June 2020
tl;dr: Transformer used for object detection as direct set prediction .
Formulate the object detection problem as direct set prediction problem. No need for engineering-heavy anchor boxes and NMS.
The attention mechanism from Transformer is similar to Non-local Networks. The attention has perfect memory and has same "distance" between any two points in the image.
- Training:
- Two step process. Bipartite matching loss + Prediction loss. (the second term is called "Hungarian loss" which is quite confusing)
- The bipartite matching forces a 1-to-1 matching, without missing.
- Null padding of training set to N.
- DETR infers a fixed size set of N predictions. Predicts normalized center coordinates wrt the input image.
- Resizing feature map HxWxd to dx(HW), as a sequence of feature dim d and length of HW.
- Object query can be learned with SGD. It is part of the model's weight. It is better to be learned at attention.
- Decoding output is non-autoregressive parallel decoding (feed previous output to the decoder to get next output).
- Need extremely long training (300 epochs) to converge, vs 1x = 12 epochs for Faster RCNN.
- Matching loss + Hungarian loss
$L_{matching} = -\mathbb{1}(c_i \neq \varnothing)p(c_i) + \mathbb{1}(c_i \neq \varnothing) L(y_{bbox}, \hat{y}_{bbox})$ $L_{Hungarian} = -p(c_i) + \mathbb{1}(c_i \neq \varnothing) L(y_{bbox}, \hat{y}_{bbox})$ - Note that the class mask in Hungarian loss is gone.

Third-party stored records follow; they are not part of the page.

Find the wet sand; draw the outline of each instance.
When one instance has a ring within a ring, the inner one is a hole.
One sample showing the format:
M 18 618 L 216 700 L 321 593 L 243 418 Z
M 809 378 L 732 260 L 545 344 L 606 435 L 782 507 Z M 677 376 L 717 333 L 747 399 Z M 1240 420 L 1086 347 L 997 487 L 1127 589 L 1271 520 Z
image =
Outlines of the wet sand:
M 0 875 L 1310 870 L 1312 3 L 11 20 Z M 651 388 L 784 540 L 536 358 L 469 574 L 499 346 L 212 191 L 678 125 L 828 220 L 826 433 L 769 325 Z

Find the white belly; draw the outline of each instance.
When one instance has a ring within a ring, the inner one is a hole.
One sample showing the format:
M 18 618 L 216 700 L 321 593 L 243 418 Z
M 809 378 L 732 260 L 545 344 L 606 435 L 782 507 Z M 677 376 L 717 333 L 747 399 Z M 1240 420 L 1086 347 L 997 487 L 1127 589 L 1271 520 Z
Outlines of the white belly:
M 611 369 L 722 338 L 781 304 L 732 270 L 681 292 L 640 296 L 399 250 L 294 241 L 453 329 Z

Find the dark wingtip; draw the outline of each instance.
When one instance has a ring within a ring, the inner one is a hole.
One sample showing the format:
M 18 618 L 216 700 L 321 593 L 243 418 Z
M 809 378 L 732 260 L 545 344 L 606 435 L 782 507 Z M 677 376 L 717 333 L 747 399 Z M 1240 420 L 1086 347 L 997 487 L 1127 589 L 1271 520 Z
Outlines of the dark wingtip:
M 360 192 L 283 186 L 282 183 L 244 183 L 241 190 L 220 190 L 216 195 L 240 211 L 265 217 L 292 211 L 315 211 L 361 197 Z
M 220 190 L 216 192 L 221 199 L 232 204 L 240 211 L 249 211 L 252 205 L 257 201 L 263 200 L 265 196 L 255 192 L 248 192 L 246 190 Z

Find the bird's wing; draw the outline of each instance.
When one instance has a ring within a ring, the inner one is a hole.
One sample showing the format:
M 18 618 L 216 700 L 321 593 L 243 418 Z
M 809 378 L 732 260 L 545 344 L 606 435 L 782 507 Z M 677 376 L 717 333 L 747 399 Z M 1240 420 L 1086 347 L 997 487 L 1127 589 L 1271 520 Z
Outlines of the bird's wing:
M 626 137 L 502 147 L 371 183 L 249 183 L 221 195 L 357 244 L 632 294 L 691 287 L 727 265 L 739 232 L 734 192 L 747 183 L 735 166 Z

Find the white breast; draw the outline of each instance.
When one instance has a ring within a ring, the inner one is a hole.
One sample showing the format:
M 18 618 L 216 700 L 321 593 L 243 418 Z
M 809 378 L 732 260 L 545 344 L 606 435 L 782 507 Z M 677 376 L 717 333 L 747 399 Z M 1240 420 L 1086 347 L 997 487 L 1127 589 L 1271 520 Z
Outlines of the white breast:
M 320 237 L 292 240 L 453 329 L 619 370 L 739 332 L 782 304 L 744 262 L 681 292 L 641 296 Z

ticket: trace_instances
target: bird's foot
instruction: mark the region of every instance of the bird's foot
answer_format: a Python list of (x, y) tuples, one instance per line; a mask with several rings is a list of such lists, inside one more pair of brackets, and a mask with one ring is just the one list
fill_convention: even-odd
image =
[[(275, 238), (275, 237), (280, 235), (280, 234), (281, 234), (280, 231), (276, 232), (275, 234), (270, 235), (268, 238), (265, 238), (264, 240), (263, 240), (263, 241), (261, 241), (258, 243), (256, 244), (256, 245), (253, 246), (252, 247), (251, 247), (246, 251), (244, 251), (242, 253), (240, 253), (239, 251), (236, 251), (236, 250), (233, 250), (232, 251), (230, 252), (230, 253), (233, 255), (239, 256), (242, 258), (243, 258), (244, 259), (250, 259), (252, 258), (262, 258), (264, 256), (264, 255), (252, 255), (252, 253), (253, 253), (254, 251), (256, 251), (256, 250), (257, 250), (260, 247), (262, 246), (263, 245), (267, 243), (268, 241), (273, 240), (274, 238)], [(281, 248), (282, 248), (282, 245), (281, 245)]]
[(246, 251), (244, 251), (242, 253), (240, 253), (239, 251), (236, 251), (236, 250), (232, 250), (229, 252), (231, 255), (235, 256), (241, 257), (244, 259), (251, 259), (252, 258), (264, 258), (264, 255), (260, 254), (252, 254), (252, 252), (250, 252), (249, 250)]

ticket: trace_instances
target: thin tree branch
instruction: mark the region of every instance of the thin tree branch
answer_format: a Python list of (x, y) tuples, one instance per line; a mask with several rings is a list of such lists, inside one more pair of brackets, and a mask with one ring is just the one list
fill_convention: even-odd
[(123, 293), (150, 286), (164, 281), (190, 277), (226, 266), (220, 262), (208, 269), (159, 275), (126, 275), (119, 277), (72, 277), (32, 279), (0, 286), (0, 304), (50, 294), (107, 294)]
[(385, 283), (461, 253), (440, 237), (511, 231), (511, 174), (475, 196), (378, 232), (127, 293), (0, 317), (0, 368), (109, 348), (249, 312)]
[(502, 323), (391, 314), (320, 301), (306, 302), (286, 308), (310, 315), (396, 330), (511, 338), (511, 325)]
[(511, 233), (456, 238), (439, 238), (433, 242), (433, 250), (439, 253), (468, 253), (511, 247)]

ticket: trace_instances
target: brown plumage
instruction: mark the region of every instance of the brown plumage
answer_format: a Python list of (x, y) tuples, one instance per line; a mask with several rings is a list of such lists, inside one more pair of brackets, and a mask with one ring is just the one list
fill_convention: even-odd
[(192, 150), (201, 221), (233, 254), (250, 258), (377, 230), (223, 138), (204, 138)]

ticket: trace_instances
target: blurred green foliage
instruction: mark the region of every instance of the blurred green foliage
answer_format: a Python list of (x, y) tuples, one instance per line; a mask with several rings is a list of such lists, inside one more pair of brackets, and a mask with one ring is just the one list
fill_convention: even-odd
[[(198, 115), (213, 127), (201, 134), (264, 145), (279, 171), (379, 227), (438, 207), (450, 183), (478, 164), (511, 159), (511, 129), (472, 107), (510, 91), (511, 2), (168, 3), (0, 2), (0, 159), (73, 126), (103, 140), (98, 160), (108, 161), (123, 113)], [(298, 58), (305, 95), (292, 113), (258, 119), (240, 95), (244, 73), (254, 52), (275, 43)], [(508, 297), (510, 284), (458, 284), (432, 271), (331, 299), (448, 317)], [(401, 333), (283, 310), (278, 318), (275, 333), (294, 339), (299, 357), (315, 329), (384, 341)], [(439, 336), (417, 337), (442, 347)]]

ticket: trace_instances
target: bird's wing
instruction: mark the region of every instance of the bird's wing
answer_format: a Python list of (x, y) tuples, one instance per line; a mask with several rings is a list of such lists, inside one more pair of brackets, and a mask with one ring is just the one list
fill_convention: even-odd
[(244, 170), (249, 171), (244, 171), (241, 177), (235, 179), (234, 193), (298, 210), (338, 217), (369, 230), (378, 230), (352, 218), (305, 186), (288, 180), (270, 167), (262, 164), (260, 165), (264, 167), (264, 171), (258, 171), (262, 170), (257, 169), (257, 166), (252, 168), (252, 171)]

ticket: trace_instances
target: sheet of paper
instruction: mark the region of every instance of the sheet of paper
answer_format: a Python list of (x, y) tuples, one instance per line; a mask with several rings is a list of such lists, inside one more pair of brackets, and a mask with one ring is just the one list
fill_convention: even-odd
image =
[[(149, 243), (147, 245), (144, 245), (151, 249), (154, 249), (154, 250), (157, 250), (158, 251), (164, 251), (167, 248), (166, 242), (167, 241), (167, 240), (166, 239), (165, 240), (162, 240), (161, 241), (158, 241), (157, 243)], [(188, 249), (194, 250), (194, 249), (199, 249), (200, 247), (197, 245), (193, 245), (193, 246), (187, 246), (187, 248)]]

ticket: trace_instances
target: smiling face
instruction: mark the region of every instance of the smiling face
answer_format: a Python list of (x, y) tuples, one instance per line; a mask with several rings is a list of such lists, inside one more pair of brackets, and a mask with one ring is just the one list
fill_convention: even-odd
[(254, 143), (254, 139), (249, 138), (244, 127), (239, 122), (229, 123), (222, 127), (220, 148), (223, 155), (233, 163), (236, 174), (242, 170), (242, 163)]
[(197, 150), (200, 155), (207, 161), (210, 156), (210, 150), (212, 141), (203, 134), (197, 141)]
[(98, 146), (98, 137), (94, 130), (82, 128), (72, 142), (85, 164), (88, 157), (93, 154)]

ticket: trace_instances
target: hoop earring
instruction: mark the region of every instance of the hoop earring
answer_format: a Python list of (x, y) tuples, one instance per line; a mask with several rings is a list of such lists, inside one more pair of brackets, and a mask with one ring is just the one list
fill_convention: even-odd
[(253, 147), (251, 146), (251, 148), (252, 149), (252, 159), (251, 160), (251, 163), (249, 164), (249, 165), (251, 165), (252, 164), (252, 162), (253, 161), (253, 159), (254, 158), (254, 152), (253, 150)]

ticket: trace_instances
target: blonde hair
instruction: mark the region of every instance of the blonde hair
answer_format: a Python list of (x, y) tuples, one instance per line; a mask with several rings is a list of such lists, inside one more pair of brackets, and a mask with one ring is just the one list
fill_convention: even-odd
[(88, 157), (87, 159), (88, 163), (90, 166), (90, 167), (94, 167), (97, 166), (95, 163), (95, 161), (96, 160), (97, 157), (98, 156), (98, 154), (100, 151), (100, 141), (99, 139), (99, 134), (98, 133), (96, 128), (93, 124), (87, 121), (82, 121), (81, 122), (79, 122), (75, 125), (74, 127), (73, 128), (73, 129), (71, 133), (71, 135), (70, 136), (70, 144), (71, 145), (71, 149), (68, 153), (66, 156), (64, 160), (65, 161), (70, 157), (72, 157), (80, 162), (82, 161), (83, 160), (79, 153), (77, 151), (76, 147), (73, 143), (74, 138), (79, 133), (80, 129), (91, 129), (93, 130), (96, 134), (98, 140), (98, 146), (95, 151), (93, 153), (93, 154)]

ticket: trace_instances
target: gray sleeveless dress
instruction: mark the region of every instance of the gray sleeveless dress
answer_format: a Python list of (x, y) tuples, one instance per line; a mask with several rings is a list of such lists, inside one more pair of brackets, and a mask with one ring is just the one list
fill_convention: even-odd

This is needed to suppress false positive or near-duplicates.
- Generalized IoU loss for scale invariant and more robust alternative to IoU or Dice loss.
- Seems like object detectors usually do not use Adam nor dropout. ("We are not aware of successful applications of ...")
- Key findings for explainability of DETR:
- Encoder is able to separate individual objects.
- Decoder typically attends to object extremities.
- The visualization of bbox prediction of various output slots in DETR demonstrates that each slot attends to a particular type of objects. This is highly intriguing, similar to the prototype masks in YOLACT.
- Uses updated AdamW for training.